Mais malgré toute ma volonté...
Rien ne changea. Et deux ans plus tard, Heather se tua. Elle trouva le seul échappatoire qu'il lui restait, la seule solution pour soulager son malheur déchirant.
Zelda tremblait dans son lit, comme chaque soir, chaque jour. Et je sentais que je devais rester forte pour elle, pour nous. On avait peur, on osait à peine bouger. On resta dans cet état de transe plusieurs jours, qui devinrent vite des semaines. Le manque de sommeil, le stress, cela nous mettait les nerfs à vif. Je regrettai que l'on ne soit pas avec notre mère. La justice l'avait jugée incapable de nous élever, mais ils n'avaient sans doute jamais imaginé que la situation basculerait à ce point.
Un jour, j'eu la bêtise de m'absenter, seule. Je laissai Zelda à la maison, cédant au caprice de l'une de mes amies. Mais lorsque je revins, ma jumelle n'était plus là. "Elle est partie chez sa tante." qu'il me disait, ce sale type, mon connard de paternel. C'était un mensonge. Je le savais, je le sentais. Ce qu'on dit sur les jumeaux, c'est vrai : elle pouvait être à l'autre bout du monde que je devinais que ça n'allait pas.

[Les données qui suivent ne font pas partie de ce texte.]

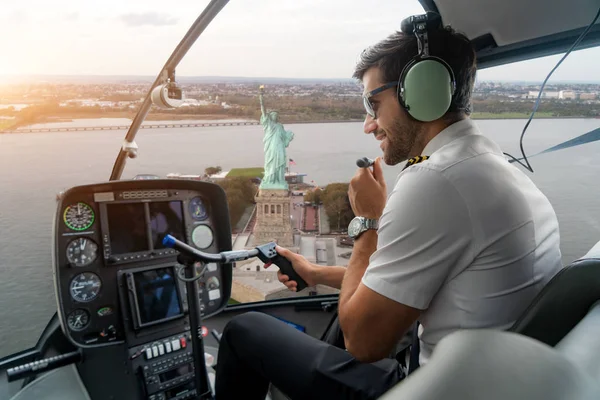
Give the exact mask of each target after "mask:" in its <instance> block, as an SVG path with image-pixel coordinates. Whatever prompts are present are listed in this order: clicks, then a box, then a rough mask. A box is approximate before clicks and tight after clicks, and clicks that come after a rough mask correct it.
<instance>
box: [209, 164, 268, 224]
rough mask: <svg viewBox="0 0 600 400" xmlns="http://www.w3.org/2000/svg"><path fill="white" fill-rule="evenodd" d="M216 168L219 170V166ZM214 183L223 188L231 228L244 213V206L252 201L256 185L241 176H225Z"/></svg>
mask: <svg viewBox="0 0 600 400" xmlns="http://www.w3.org/2000/svg"><path fill="white" fill-rule="evenodd" d="M217 168H219V170H220V167H217ZM207 169H208V168H207ZM216 184H217V185H219V186H221V187H222V188H223V190H224V191H225V195H226V196H227V206H228V207H229V220H230V223H231V228H232V229H233V228H234V227H235V226H236V225H237V223H238V222H239V221H240V218H242V215H244V211H245V210H246V208H247V207H248V206H249V205H251V204H253V203H254V195H255V194H256V190H257V188H256V185H254V184H253V183H252V182H251V181H250V180H249V179H248V178H243V177H236V178H225V179H222V180H219V181H218V182H216Z"/></svg>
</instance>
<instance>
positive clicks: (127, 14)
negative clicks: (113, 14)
mask: <svg viewBox="0 0 600 400" xmlns="http://www.w3.org/2000/svg"><path fill="white" fill-rule="evenodd" d="M119 19H120V20H121V21H123V22H124V23H125V25H127V26H143V25H151V26H165V25H174V24H176V23H177V18H175V17H171V16H169V15H167V14H159V13H157V12H145V13H131V14H124V15H121V16H119Z"/></svg>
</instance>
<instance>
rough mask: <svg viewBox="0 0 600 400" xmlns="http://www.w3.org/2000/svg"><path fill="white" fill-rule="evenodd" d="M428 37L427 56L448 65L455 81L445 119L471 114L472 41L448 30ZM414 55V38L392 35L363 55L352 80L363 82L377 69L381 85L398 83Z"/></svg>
mask: <svg viewBox="0 0 600 400" xmlns="http://www.w3.org/2000/svg"><path fill="white" fill-rule="evenodd" d="M428 37H429V55H431V56H435V57H439V58H441V59H442V60H444V61H445V62H446V63H448V65H449V66H450V68H452V72H453V73H454V77H455V79H456V92H455V93H454V96H453V98H452V104H451V105H450V109H449V110H448V113H447V116H448V114H456V113H458V112H460V111H462V112H464V113H465V114H467V115H468V114H470V113H471V111H470V108H471V107H470V104H471V93H472V92H473V85H474V83H475V74H476V71H477V67H476V60H475V50H474V49H473V46H472V45H471V41H470V40H469V39H468V38H467V37H466V36H465V35H463V34H461V33H458V32H456V31H455V30H454V29H452V28H450V27H445V28H441V29H438V30H435V31H430V32H429V33H428ZM417 54H418V46H417V38H416V37H415V35H414V34H412V33H411V34H407V33H403V32H401V31H397V32H394V33H393V34H391V35H390V36H388V37H387V38H386V39H384V40H382V41H380V42H379V43H377V44H375V45H373V46H371V47H369V48H367V49H365V50H364V51H363V52H362V54H361V56H360V60H359V61H358V63H357V64H356V67H355V69H354V74H353V77H354V78H356V79H358V80H360V81H362V79H363V76H364V74H365V72H367V70H368V69H370V68H371V67H378V68H380V69H381V71H382V73H383V80H384V83H385V82H393V81H397V80H398V79H399V78H400V74H401V73H402V69H403V68H404V67H405V66H406V64H408V62H409V61H410V60H411V59H412V58H413V57H414V56H416V55H417Z"/></svg>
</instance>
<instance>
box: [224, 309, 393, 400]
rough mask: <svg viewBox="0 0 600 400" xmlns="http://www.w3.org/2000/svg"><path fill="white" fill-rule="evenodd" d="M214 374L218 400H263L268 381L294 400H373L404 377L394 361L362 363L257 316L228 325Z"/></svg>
mask: <svg viewBox="0 0 600 400" xmlns="http://www.w3.org/2000/svg"><path fill="white" fill-rule="evenodd" d="M373 340H376V338H373ZM216 371H217V377H216V383H215V392H216V400H235V399H244V400H254V399H256V400H264V399H265V396H266V394H267V391H268V388H269V383H272V384H273V385H275V386H276V387H277V388H278V389H279V390H280V391H282V392H283V393H285V394H286V395H287V396H288V397H290V398H291V399H293V400H295V399H303V400H304V399H376V398H378V397H379V396H381V395H382V394H383V393H385V392H386V391H387V390H388V389H390V388H391V387H392V386H394V385H395V384H396V383H398V382H399V381H400V380H401V379H402V378H403V373H402V370H401V368H400V364H399V363H398V362H397V361H396V360H393V359H384V360H381V361H378V362H375V363H371V364H367V363H362V362H360V361H357V360H356V359H354V357H352V355H351V354H350V353H348V352H347V351H345V350H343V349H340V348H338V347H335V346H332V345H330V344H327V343H325V342H322V341H320V340H318V339H315V338H313V337H312V336H309V335H307V334H305V333H303V332H300V331H298V330H297V329H294V328H293V327H291V326H289V325H287V324H286V323H284V322H282V321H279V320H278V319H276V318H273V317H271V316H269V315H266V314H263V313H258V312H249V313H246V314H242V315H239V316H237V317H235V318H233V319H232V320H231V321H230V322H229V323H228V324H227V326H226V327H225V330H224V331H223V336H222V338H221V343H220V345H219V356H218V360H217V368H216Z"/></svg>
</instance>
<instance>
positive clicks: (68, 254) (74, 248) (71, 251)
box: [67, 238, 98, 267]
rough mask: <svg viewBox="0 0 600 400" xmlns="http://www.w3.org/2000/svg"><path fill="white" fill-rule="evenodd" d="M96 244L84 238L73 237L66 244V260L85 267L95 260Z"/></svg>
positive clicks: (97, 250) (97, 255) (93, 261)
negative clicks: (66, 258)
mask: <svg viewBox="0 0 600 400" xmlns="http://www.w3.org/2000/svg"><path fill="white" fill-rule="evenodd" d="M96 257H98V245H97V244H96V243H94V241H92V240H90V239H86V238H79V239H75V240H73V241H72V242H70V243H69V245H68V246H67V260H68V261H69V262H70V263H71V264H72V265H74V266H76V267H85V266H86V265H90V264H91V263H93V262H94V261H96Z"/></svg>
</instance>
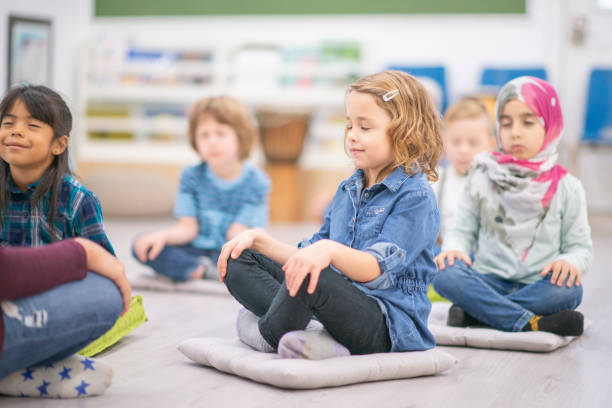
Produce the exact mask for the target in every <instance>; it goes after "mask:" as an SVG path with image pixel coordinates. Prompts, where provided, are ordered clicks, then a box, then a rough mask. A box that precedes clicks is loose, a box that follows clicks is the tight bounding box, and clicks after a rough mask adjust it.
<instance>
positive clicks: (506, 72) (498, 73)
mask: <svg viewBox="0 0 612 408" xmlns="http://www.w3.org/2000/svg"><path fill="white" fill-rule="evenodd" d="M524 75H528V76H534V77H536V78H540V79H543V80H546V77H547V75H546V69H544V68H541V67H532V68H485V69H483V70H482V75H481V76H480V85H481V86H482V87H483V88H488V89H495V91H497V90H499V88H501V87H502V86H503V85H504V84H505V83H506V82H508V81H510V80H512V79H514V78H517V77H520V76H524Z"/></svg>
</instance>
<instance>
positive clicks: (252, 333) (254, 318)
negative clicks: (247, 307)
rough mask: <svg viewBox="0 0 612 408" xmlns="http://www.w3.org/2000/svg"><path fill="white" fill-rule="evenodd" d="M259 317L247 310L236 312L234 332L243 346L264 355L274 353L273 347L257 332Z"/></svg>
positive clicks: (243, 308) (259, 333) (242, 308)
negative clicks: (235, 326)
mask: <svg viewBox="0 0 612 408" xmlns="http://www.w3.org/2000/svg"><path fill="white" fill-rule="evenodd" d="M258 323H259V317H257V316H256V315H255V314H253V313H251V312H250V311H248V310H247V309H244V308H242V309H240V311H238V319H237V320H236V331H237V332H238V338H239V339H240V341H242V342H243V343H244V344H246V345H248V346H251V347H253V348H254V349H255V350H257V351H263V352H264V353H274V352H275V351H276V350H274V347H272V346H271V345H269V344H268V342H267V341H266V340H265V339H264V338H263V336H262V335H261V333H260V332H259V324H258Z"/></svg>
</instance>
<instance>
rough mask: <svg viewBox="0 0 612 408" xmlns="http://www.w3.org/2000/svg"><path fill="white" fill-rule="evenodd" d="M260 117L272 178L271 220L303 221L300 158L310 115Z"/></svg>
mask: <svg viewBox="0 0 612 408" xmlns="http://www.w3.org/2000/svg"><path fill="white" fill-rule="evenodd" d="M257 118H258V121H259V128H260V133H261V143H262V146H263V151H264V155H265V157H266V172H267V173H268V175H269V176H270V180H271V181H272V191H271V193H270V220H271V221H280V222H291V221H300V220H301V218H302V190H301V186H300V182H299V176H300V175H299V170H298V168H297V161H298V159H299V157H300V154H301V153H302V149H303V147H304V139H305V138H306V130H307V127H308V115H305V114H300V113H282V112H259V113H258V114H257Z"/></svg>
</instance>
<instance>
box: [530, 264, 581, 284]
mask: <svg viewBox="0 0 612 408" xmlns="http://www.w3.org/2000/svg"><path fill="white" fill-rule="evenodd" d="M549 272H552V276H551V277H550V283H551V284H553V285H555V284H556V285H557V286H562V285H563V283H564V282H565V279H567V287H568V288H569V287H571V286H572V284H575V285H576V286H579V285H580V280H581V279H582V277H581V275H580V271H579V270H578V268H576V267H575V266H574V265H572V264H571V263H569V262H567V261H564V260H562V259H558V260H556V261H553V262H550V263H549V264H547V265H546V266H545V267H544V269H542V272H541V273H540V275H542V276H546V275H548V273H549Z"/></svg>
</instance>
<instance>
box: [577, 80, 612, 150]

Il me fallut presque un mois pour tomber sur du courrier avant qu'il ne me le confisque. Un mois de silence radio, où j'avais désespéramment tenté de la traquer, en vain. Je tombai sur une lettre d'un hôpital psychiatrique. Très vite, je retins l'adresse, sans me poser davantage de questions. Et à peine avais-je fini de lire ces quelques lignes que mon père m'arracha le papier des mains pour me frapper au visage. Les jeunes filles sages n'avaient pas à fouiller dans les affaires des grands, qu'il disait. Quel menteur. Quel hypocrite, quel salaud. Mon regard se glaça, et ma haine pour lui n'avait jamais été si sûre. Dans la nuit, je m'échappai pour retrouver ma soeur.
Traverser la ville lorsque l'on est seule et que l'on a 12 ans, qu'on n'a pas mis ses chaussures et que l'on est en pyjama, ça me semblait comme un rêve éveillé, une chose incroyable, un voyage dont je ne verrai jamais l'arrivée. Plongée dans la nuit, évitant les passants qui s'élevaient bien au dessus de moi, subissant les regards inquiets ou étranges de certains, j'avançais d'un pas hésitant.
Mais j'arrivai.
Je me faufilai entre les brancards, les infirmières sans me faire voir, passant la tête devant chaque porte vitrée, chaque fenêtre. Et mon regard empli d'angoisse finit par croiser son jumeau. Elle était pâle, les larmes aux yeux, les joues creuses. Mais elle était moi, et j'allais de nouveau être elle. Je me laissai tomber dans les bras de ma soeur, et y resterai pour plusieurs semaines. Cachée, jouant de nos ressemblances, j'avais réussi à rester sans me faire remarquer. Oh, mon père devait sûrement me chercher. Mais tant qu'il ne prendrait pas la peine de voir Zelda, il ne me verrait pas.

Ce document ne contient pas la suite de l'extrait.